Sandy Dall’erba, Regional Economics Applications Laboratory
University of Illinois at Urbana-Champaign, Urbana, USA, Marco Percoco, Instituto di Economia Politica, Milano, Italy, Gianfranco Piras, Faculty of Economics, Tor Vergata University of Rome, Italy, Rome, Italy
The Italian regional growth process revisited - Increasing returns and spatial dynamic setting (assigned to theme
Most of the recent contributions based on spatial econometrics which measure convergence among regions rely on a cross-sectional estimation of Solow’s (1956) model. However, this type of approach presents two drawbacks. The first one is the lack of consideration for increasing returns to scale, which are at the origin of endogenous growth and new economic geography models. The second concerns the incapacity of a cross-sectional approach to solve problems due to omitted variables and the complete regional homogeneity it imposes.

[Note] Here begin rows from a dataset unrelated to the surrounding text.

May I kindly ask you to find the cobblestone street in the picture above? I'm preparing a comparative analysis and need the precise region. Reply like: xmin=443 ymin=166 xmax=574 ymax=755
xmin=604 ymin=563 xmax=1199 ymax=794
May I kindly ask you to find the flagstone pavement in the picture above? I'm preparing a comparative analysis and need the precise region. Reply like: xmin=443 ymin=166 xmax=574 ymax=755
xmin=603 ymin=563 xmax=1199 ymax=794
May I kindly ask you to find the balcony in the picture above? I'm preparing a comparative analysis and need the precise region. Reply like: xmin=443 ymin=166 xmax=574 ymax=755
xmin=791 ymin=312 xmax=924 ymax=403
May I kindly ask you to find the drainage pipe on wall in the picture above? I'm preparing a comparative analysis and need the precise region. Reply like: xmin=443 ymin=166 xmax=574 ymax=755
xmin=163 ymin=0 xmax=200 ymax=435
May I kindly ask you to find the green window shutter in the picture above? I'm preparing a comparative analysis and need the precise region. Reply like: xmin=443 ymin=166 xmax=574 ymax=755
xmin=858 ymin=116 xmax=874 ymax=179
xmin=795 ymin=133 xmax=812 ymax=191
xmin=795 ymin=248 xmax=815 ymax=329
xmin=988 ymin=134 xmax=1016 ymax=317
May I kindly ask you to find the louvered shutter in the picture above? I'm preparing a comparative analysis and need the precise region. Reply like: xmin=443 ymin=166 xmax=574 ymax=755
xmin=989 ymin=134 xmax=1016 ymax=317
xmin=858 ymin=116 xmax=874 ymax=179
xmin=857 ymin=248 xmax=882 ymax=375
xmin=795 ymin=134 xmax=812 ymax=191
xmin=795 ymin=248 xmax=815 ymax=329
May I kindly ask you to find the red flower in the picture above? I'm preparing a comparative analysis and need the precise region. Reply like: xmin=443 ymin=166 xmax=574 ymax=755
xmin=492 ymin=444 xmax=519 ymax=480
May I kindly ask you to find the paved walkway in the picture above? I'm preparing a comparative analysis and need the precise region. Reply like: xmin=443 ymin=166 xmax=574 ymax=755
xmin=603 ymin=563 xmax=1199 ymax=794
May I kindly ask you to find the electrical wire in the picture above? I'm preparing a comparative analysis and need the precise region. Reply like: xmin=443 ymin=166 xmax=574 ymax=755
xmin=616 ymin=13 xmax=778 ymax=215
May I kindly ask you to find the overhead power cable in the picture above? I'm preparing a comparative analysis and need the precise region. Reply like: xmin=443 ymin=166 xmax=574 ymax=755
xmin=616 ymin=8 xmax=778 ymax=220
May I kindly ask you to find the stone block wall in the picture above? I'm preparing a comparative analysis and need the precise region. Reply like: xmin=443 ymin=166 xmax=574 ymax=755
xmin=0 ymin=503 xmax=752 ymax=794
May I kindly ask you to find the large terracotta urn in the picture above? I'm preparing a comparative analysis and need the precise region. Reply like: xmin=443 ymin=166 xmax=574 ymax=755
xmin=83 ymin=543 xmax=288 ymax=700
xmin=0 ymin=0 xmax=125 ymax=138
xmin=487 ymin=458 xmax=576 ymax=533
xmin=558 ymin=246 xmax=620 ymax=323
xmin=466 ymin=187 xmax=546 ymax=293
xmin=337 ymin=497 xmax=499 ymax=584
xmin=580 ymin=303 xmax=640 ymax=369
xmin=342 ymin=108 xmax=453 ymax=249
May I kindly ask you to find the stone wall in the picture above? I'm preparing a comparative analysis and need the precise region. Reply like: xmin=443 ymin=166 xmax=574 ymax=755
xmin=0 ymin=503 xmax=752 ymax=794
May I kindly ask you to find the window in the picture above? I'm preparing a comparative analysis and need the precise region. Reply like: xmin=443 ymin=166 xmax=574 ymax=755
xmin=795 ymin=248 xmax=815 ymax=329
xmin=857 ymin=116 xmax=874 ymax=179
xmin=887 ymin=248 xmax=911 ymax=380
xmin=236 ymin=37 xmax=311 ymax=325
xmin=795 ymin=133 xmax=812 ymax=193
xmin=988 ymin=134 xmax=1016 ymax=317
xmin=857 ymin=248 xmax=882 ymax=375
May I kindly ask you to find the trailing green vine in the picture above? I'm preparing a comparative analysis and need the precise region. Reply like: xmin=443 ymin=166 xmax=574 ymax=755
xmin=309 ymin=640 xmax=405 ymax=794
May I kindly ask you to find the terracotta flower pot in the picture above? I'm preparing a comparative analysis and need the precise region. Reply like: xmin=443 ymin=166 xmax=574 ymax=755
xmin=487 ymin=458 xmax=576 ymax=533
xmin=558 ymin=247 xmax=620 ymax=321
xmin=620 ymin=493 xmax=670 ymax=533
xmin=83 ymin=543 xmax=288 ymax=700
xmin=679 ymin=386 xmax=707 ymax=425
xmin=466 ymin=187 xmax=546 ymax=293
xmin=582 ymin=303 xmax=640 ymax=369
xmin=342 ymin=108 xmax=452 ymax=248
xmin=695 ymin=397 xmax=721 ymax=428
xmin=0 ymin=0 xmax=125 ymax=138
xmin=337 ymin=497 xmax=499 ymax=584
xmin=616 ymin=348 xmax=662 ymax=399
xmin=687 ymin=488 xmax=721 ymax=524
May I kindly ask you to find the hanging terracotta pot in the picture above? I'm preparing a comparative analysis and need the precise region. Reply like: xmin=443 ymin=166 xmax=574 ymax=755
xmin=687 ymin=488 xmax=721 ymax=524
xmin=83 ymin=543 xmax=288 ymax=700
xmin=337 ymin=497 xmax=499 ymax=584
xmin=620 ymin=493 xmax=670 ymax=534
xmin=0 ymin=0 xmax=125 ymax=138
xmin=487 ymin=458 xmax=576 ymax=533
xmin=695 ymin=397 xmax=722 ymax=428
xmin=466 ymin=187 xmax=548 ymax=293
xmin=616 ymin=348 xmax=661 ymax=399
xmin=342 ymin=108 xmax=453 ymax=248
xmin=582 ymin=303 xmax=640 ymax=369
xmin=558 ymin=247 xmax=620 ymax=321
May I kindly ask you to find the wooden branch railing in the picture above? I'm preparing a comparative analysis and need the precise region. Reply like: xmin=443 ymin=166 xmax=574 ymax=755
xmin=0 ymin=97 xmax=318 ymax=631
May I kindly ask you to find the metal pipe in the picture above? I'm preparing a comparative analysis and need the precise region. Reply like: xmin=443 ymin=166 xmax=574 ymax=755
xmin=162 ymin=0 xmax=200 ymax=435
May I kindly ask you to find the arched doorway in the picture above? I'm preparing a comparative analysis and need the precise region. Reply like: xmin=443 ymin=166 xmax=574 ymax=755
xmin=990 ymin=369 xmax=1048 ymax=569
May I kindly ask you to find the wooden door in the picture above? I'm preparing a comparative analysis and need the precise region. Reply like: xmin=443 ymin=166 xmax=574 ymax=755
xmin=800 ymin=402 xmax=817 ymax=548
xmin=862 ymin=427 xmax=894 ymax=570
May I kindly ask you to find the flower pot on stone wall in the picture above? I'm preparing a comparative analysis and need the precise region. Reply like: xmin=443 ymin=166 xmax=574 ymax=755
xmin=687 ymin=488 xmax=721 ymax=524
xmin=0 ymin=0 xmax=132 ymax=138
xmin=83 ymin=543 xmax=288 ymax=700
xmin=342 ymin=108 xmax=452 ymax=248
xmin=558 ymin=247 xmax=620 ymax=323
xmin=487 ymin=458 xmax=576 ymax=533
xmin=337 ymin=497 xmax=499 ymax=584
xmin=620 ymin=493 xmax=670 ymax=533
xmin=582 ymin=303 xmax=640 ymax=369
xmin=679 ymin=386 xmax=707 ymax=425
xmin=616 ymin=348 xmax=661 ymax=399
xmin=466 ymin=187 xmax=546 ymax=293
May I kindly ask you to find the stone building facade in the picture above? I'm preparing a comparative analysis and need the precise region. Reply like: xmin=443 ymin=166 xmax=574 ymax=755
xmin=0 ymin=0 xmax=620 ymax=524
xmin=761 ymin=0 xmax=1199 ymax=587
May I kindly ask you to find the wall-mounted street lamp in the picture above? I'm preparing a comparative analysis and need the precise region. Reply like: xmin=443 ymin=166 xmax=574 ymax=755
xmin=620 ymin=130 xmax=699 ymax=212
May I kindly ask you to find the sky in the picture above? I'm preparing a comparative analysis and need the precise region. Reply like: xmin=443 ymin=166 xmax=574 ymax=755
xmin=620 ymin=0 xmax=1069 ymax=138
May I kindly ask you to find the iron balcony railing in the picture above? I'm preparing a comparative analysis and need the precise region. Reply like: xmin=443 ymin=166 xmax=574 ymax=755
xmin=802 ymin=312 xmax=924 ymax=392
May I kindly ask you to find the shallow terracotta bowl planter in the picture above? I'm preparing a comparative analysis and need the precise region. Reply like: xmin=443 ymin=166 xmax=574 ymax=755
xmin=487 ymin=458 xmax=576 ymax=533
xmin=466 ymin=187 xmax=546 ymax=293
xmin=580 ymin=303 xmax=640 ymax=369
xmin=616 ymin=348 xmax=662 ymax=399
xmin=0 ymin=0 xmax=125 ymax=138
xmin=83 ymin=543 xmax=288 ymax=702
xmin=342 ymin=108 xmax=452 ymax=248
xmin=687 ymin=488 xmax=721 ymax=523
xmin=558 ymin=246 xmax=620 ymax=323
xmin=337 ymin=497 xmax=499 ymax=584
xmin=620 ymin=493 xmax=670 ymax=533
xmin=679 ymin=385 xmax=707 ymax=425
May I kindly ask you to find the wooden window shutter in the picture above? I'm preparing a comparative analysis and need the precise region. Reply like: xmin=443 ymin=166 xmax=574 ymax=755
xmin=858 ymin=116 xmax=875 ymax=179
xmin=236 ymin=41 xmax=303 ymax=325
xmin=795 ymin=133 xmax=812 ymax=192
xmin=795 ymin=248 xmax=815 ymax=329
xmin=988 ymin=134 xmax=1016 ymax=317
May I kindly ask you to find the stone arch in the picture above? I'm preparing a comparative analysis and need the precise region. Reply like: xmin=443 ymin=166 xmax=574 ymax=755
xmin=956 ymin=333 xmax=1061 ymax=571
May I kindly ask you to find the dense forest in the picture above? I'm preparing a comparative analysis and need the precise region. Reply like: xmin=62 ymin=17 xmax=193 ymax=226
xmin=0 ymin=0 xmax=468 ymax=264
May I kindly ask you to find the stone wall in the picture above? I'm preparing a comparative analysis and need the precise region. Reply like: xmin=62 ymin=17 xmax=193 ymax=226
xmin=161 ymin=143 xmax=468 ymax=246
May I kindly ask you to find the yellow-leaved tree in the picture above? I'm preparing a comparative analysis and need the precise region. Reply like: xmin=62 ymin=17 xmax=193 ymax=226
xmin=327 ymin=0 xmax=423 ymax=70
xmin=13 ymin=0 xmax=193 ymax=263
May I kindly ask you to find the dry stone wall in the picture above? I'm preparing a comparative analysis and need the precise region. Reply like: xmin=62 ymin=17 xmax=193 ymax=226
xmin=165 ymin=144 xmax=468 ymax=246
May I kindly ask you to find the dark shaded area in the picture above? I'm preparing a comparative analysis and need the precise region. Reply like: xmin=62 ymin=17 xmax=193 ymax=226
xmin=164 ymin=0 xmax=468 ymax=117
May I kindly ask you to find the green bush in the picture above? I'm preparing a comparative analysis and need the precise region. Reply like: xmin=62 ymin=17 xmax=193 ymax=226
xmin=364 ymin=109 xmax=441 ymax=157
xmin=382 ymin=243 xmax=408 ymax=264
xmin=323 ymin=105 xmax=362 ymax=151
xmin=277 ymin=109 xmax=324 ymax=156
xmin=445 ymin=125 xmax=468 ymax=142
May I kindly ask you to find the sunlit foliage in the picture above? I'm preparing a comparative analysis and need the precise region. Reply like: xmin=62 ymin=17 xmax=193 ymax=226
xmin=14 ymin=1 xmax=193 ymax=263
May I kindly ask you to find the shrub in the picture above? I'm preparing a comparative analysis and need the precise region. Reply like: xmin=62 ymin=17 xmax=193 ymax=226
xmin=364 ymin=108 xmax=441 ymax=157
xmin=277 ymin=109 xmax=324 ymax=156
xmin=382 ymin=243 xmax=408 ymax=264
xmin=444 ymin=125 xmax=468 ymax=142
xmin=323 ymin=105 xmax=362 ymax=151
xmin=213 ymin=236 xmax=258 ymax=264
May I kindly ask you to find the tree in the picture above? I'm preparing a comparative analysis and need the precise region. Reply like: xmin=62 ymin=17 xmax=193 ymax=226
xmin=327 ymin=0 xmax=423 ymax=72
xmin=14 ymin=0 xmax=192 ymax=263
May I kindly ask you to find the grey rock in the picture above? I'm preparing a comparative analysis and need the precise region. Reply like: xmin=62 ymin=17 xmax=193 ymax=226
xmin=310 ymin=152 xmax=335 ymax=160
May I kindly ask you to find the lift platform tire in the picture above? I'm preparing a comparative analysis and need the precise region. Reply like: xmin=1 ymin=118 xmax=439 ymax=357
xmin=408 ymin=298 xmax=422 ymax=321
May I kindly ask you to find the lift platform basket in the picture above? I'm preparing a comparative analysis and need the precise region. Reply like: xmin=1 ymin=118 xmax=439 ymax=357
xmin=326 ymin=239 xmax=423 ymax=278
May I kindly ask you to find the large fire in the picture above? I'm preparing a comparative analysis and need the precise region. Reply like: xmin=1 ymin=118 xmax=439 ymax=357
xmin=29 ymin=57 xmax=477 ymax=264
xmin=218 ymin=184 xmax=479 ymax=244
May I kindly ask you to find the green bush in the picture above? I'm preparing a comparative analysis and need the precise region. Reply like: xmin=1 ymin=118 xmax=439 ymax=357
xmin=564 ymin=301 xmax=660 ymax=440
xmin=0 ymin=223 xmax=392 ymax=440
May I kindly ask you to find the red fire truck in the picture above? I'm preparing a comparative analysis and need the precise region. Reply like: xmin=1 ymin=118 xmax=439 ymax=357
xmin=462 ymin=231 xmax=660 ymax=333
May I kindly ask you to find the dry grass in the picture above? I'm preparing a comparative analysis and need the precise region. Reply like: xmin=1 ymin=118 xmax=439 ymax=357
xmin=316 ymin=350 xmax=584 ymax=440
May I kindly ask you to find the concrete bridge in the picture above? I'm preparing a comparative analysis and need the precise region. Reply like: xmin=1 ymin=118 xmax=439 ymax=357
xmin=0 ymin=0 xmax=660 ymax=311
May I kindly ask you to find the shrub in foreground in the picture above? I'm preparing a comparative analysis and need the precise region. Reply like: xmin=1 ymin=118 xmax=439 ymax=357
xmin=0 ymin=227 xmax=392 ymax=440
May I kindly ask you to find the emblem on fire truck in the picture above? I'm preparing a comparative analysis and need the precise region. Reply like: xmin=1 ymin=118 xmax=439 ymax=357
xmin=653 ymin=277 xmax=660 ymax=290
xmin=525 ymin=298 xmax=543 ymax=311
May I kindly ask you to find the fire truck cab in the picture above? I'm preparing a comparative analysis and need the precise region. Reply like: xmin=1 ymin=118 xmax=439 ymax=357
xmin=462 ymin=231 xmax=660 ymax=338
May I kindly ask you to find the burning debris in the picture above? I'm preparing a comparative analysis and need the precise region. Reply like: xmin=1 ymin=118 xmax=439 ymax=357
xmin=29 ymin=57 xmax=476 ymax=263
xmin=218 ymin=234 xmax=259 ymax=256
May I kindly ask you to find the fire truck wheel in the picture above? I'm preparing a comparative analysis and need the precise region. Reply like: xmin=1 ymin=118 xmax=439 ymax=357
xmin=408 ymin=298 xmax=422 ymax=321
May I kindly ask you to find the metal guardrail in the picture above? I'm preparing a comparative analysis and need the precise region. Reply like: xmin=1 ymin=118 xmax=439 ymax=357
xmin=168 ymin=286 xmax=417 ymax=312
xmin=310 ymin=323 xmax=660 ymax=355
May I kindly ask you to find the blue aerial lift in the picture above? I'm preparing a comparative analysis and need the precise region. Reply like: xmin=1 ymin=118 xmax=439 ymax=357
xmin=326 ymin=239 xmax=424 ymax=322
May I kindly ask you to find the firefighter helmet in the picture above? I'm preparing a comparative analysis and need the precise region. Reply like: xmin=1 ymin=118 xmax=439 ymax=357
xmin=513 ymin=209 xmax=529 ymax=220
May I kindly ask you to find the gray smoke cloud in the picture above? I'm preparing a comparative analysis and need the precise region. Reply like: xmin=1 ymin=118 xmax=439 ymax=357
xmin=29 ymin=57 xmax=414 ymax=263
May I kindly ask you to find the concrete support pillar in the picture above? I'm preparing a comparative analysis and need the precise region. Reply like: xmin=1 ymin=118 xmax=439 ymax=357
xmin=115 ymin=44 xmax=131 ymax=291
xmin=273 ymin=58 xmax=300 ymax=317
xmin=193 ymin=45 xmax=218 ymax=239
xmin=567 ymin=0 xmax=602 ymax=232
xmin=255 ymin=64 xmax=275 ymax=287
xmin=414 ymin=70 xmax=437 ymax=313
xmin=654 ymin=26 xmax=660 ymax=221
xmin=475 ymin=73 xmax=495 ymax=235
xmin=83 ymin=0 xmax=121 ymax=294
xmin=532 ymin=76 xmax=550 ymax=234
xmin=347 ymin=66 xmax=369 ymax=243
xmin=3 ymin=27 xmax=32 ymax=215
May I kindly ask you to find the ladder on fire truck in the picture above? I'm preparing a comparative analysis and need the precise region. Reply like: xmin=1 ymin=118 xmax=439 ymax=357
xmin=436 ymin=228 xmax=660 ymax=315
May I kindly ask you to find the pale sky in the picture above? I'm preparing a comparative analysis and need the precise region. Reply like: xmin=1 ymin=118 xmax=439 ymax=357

In that purpose, we use Fingleton’s (2001) model which links manufacturing labor productivity growth to manufacturing output growth and technology gap and apply it to the 92 Italian provinces over 1970-2000. The novelty comes from estimation results which are presented according to a spatial panel data approach and a spatial cross-sectional approach, since both methodologies are complementary in a spatial dynamic setting.